Dígalo si no la seguidilla de guerras que tejen la trama de la historia de la humanidad. Leí en Wikipedia que, “según la Enciclopedia mundial de las relaciones internacionales y Naciones Unidas, en los últimos 5500 años se han producido 14513 guerras que han costado 1240 millones de vidas y no han dejado sino 292 años de paz”. Guerras por la tierra, guerras por enfrentamientos ideológicos, guerras religiosas, guerras de sucesión en los países de sistema monárquico. Guerras de muchos siglos, como las de la reconquista española y las de las cruzadas. Guerras con nombre propio que se aprendían en textos escolares de historia, como las guerras médicas y las guerras púnicas; la guerra de las Galias y la guerra del Peloponeso; la guerra de los cien años, la de los treinta años, la de las Rosas; las guerras napoleónicas o las guerras de la Independencia americanas. Guerras más recientes como la primera y la segunda guerras mundiales, a las que sucedió la Guerra Fría del siglo XX y que se continuaron con la guerra de Corea, la de Vietnam, la de Kosovo, la de Irak. También la guerra civil española o la colombiana guerra de los mil días, además de no sé cuántas guerras civiles en territorio africano. Y todas ellas entreveradas con tratados o acuerdos de paz que se han dado, unas veces, como resultado de una negociación y, otras, como consecuencia de una victoria por las armas.
Tristemente, la historia lo demuestra, la paz es apenas una tregua entre un conflicto y el siguiente.
¿Cuál es, entonces, la paz deseable, la paz que todos y todas anhelamos?

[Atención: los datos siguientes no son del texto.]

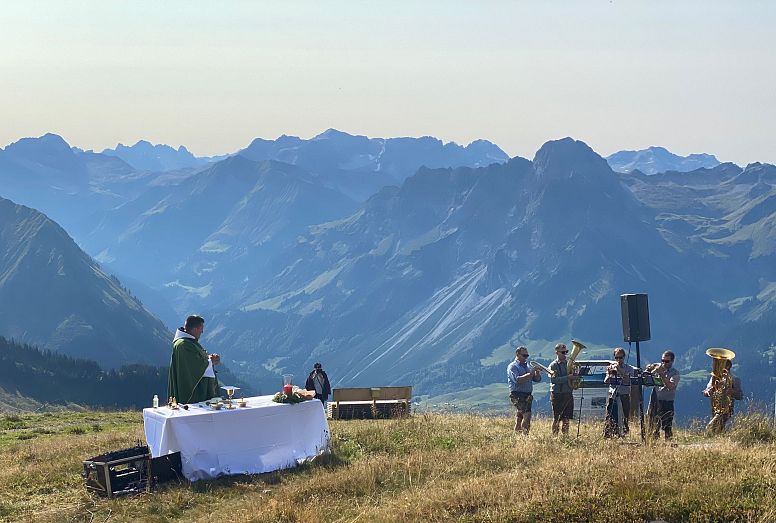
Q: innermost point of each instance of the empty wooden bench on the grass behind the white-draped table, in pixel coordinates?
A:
(370, 402)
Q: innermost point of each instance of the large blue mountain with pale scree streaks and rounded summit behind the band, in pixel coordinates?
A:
(457, 263)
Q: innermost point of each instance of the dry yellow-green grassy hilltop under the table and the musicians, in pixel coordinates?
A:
(428, 468)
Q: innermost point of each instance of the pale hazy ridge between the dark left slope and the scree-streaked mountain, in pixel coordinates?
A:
(209, 234)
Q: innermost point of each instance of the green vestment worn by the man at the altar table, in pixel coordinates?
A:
(187, 366)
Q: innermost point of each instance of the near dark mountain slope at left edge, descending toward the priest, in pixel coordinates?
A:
(55, 296)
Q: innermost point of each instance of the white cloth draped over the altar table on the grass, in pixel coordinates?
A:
(262, 437)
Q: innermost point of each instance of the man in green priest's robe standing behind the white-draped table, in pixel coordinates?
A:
(192, 378)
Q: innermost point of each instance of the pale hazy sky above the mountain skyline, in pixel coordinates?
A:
(691, 76)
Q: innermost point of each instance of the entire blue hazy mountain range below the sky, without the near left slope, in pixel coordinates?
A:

No quiero creer que la única paz a la cual tenemos derecho es la de la otra vida, la que se anuncia en la de la oración por los fieles difuntos, que “por la misericordia de Dios descansen en paz. Amén”, y en los periódicos: “Descansó en la paz de Señor”.
Quiero creer en la paz que no es solo el silencio de las armas. Quiero creer en la paz que se construye desde y a partir de la reconciliación.
Quiero creer en la paz que el papa Francisco nos mostró en su visita a Colombia tras la firma del acuerdo de paz. Nos hizo caer en la cuenta que los conflictos se pueden solucionar cuando miramos a las víctimas y las convertimos en protagonistas, humanizando, así, el posconflicto más allá de rencores, retaliaciones, odios, rabias acumuladas, simplemente porque el dolor de las víctimas modifica el afán de “hacer justicia” y de buscar culpables para aplicarles el castigo merecido.
Quiero creer en la paz que consiste en desarmar los corazones de egoísmo, de envidia y agresividad, de intolerancia hacia la diferencia e insensibilidad frente al dolor ajeno, del afán desmedido de poder y de riqueza que hacen daño e impiden convivir con próximos y distantes.
Quiero creer en la que paz que exige cambiar las armas de la guerra por armas para la paz y que, por eso, no es solo una tregua sino una decisión.